Tuesday, August 5, 2008

A Guide to the Twin Cities of Minnesota

By Jonathan Bert
The Extreme Moderate

August 5, 2008

The Republican National Convention is coming to Minnesota! As a native of the area, (I was born in St. Paul, and have never lived more than an hour away), I’m going to depart from my extreme moderate ranting to give you a guide that you may find handier than the bullshit that will be handed out in brochures. St. Paul and Minneapolis are called the Twin Cities, but they are not identical twins. It’s hard to believe that they are from the same family.

Minneapolis is a small, but very metropolitan, city. It has a vibrant downtown, beautiful, tree lined residential areas, but, like any other large city, there are places you do not want to go. It is easy to find your way around, even though the downtown area is laid out at an angle. The Downtown is always this clean, and fairly safe. There is a bounty of good food and entertainment. There are lakes and parks everywhere you turn. If you like cities, this one is a gem. But watch out, don’t wander to the north. North Minneapolis and the first tier suburbs to the north are like pustules on a super-model. This is the area that earned the nickname “Murderapolis.” It is by far the most crime-ridden area in the whole state. The only legitimate reason to go to North Minneapolis is to look for crack. Other drugs are also available, including Oxycontin! Prostitutes? Well, yes, but you bozos have money, so pick those up downtown. Another thing to note: if you are not lily white, avoid Minneapolis cops, no matter what part of town you are in, or you will be sorry.

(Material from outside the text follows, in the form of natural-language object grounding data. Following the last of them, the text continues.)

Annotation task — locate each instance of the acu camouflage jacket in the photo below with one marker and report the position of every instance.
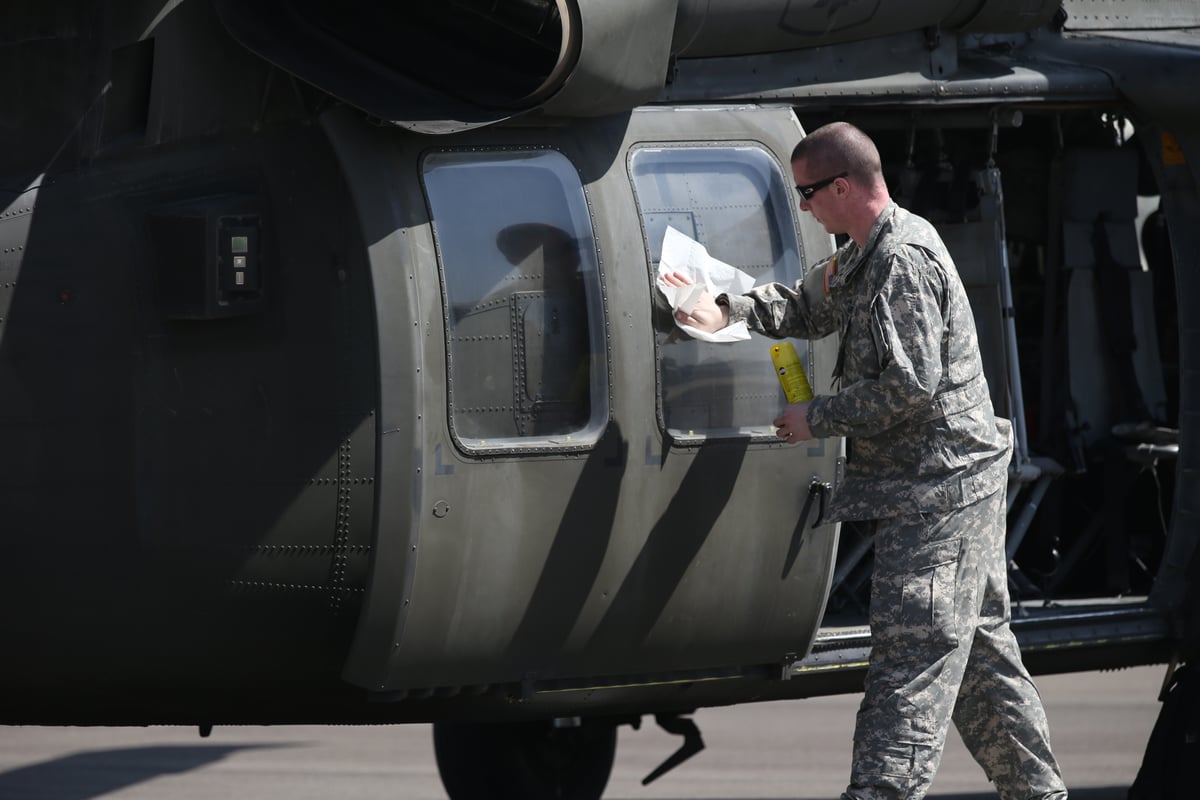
(911, 392)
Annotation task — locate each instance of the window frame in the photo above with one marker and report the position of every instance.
(597, 304)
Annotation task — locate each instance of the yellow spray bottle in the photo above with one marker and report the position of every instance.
(791, 373)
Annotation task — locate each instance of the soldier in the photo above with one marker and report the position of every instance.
(928, 468)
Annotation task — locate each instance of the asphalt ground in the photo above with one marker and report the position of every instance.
(797, 749)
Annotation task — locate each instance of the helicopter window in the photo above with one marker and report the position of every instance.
(522, 299)
(735, 200)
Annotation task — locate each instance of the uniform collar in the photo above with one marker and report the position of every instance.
(851, 257)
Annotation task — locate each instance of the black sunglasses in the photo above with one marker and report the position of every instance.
(808, 191)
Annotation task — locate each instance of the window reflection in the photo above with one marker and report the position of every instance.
(733, 200)
(522, 296)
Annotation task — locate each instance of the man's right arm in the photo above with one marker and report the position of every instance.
(803, 311)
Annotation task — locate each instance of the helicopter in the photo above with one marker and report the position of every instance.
(336, 386)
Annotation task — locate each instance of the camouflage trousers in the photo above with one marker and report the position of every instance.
(941, 650)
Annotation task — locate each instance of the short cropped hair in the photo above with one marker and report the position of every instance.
(837, 148)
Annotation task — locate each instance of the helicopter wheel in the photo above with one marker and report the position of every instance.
(525, 761)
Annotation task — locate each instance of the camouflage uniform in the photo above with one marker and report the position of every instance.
(928, 464)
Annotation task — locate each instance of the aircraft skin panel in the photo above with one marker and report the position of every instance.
(1129, 14)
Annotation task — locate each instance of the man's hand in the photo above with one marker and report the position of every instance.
(706, 314)
(793, 423)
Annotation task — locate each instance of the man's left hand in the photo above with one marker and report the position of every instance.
(793, 423)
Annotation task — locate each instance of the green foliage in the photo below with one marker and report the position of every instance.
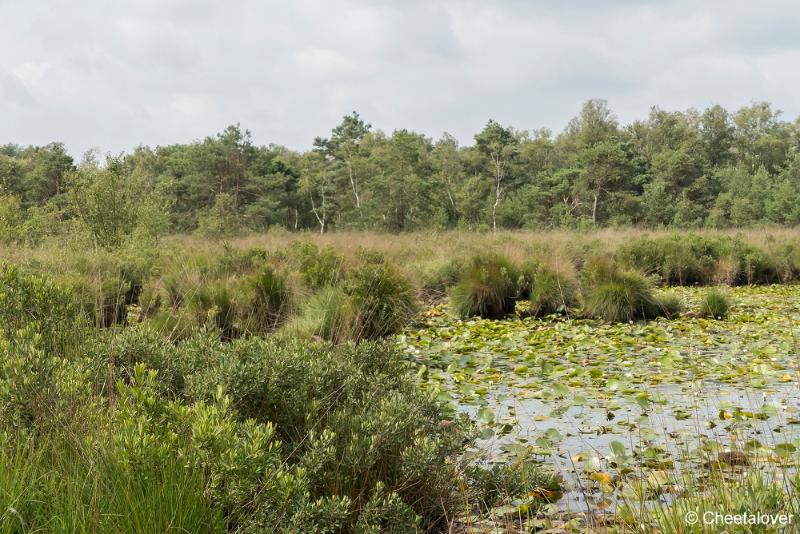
(551, 292)
(488, 287)
(618, 296)
(715, 304)
(787, 261)
(56, 486)
(382, 298)
(441, 276)
(12, 219)
(695, 259)
(675, 169)
(503, 483)
(34, 307)
(327, 406)
(271, 301)
(318, 268)
(114, 204)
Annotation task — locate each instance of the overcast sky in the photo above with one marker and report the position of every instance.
(117, 74)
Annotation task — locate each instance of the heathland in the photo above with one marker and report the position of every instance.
(372, 382)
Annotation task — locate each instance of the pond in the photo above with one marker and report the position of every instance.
(626, 411)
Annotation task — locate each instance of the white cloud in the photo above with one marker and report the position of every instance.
(118, 74)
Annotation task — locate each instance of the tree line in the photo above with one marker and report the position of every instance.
(684, 169)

St. Paul, on the other hand, is an overgrown small town. Quaint, quiet for it’s size, loaded with beautiful old architecture, it has the refreshing, friendly atmosphere of a town one tenth it’s size. But you will get lost. St. Paul’s streets were laid out by paving crews following cows. Major thoroughfares just end without any clue which way to turn. The only roads that go all the way through town are the interstates. Walking, driving, taking the bus, allow extra time for getting lost, and, if driving, allow much more time to find parking. Is your cab driver running up the bill, or is he lost? There’s no way of telling. While you are lost, you may find yourself in neighborhoods that make your skin crawl, but there’s no particular area where you will be in grave danger. Unless you get so lost you find yourself in North Minneapolis. Also, avoid the Highway 52 bridge. This was a lemon when it was built. It’s been patched up more than a hippie’s blue jeans. I can’t believe it has stood longer than the 35W bridge. I don’t believe it will stand much longer. St. Paul is the home of the beautiful Como Park Zoo and Conservatory. Fascinating and inexpensive, it’s a don’t miss. Ask for directions.

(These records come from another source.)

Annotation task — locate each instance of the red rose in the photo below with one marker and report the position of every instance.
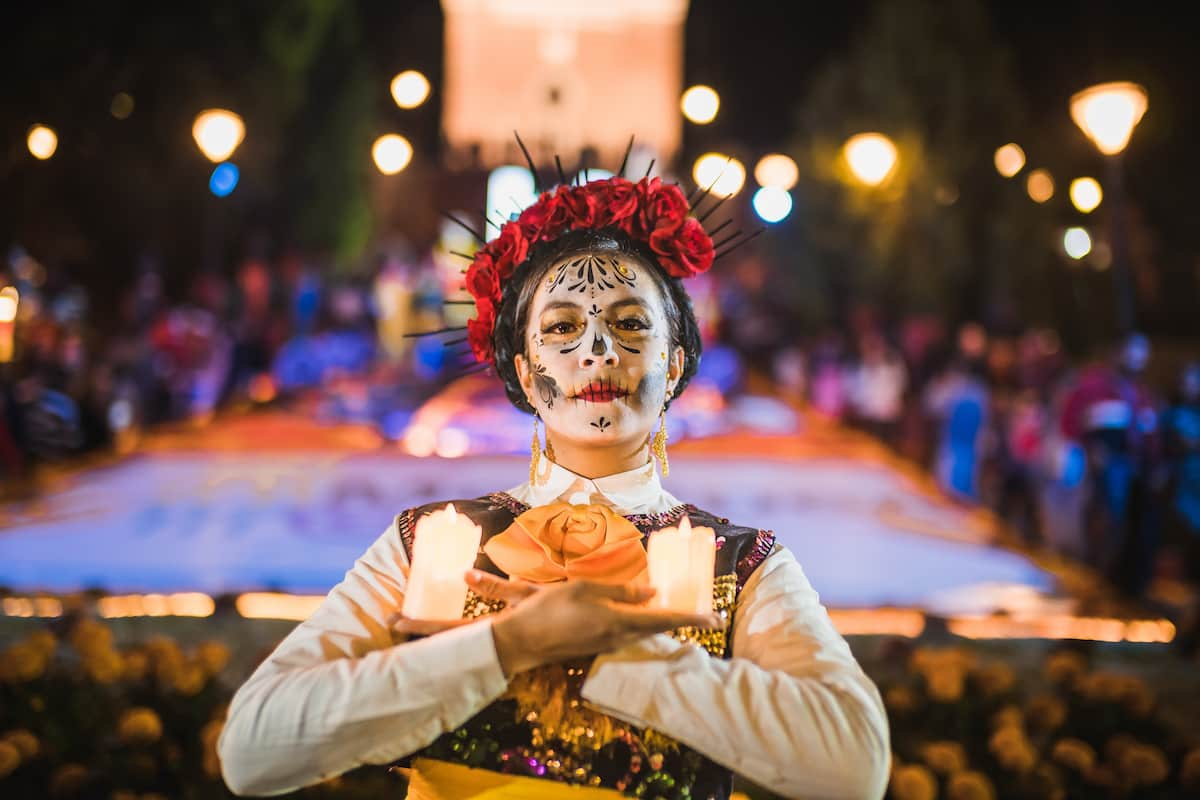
(545, 218)
(663, 205)
(684, 252)
(479, 330)
(509, 250)
(481, 277)
(622, 202)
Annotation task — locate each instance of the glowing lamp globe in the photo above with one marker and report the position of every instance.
(409, 89)
(721, 175)
(1086, 194)
(391, 152)
(1077, 242)
(42, 142)
(700, 104)
(217, 133)
(1009, 160)
(1108, 113)
(871, 157)
(777, 170)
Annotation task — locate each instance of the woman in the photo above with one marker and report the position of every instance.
(561, 673)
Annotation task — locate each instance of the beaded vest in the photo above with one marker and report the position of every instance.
(543, 728)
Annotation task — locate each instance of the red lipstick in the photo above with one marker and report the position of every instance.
(600, 392)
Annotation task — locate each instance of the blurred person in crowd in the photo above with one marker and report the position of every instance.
(1181, 434)
(828, 377)
(959, 400)
(877, 384)
(1114, 415)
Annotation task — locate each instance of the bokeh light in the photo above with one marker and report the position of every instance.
(778, 170)
(871, 157)
(1108, 114)
(1077, 242)
(1009, 160)
(217, 133)
(391, 154)
(1039, 185)
(724, 174)
(225, 179)
(42, 142)
(772, 203)
(1086, 194)
(121, 106)
(409, 89)
(700, 104)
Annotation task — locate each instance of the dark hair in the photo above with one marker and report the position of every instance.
(513, 316)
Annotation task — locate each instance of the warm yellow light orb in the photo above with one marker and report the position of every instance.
(391, 154)
(871, 157)
(700, 104)
(1039, 185)
(1086, 194)
(409, 89)
(217, 133)
(777, 170)
(1108, 114)
(9, 301)
(721, 175)
(1077, 242)
(1009, 160)
(42, 142)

And then there are the suburbs. Minnesota is full of cranky, independent people, and hundreds of them grabbed chunks of land around the cities and gave them names. Other than the first tier to the north, they are nice places, and very Republican. Just to the west of Minneapolis is a lake named Minnetonka. This lake is surrounded by high dollar settlements that are like a Mecca for those that worship money. When at the Xcel Center, the home of the convention, bow directly to the west. To the north of St. Paul is a community called North Oaks. This was a gated community before there were gated communities. You will never get away with going door-to-door for contributions here, though. Even Cheney would get hauled in.

There are too many suburbs here to cover in one lifetime. Bloomington has the Mall of America and the Airport. Shakopee has the Valley Fair amusement park. Apple Valley has the big Minnesota Zoo. Blaine has the huge International Sports Complex. Newport has the Waste to Energy Incinerator. It’s all here folks, and you are coming at a time the weather may be decent. Welcome to you all. Even W.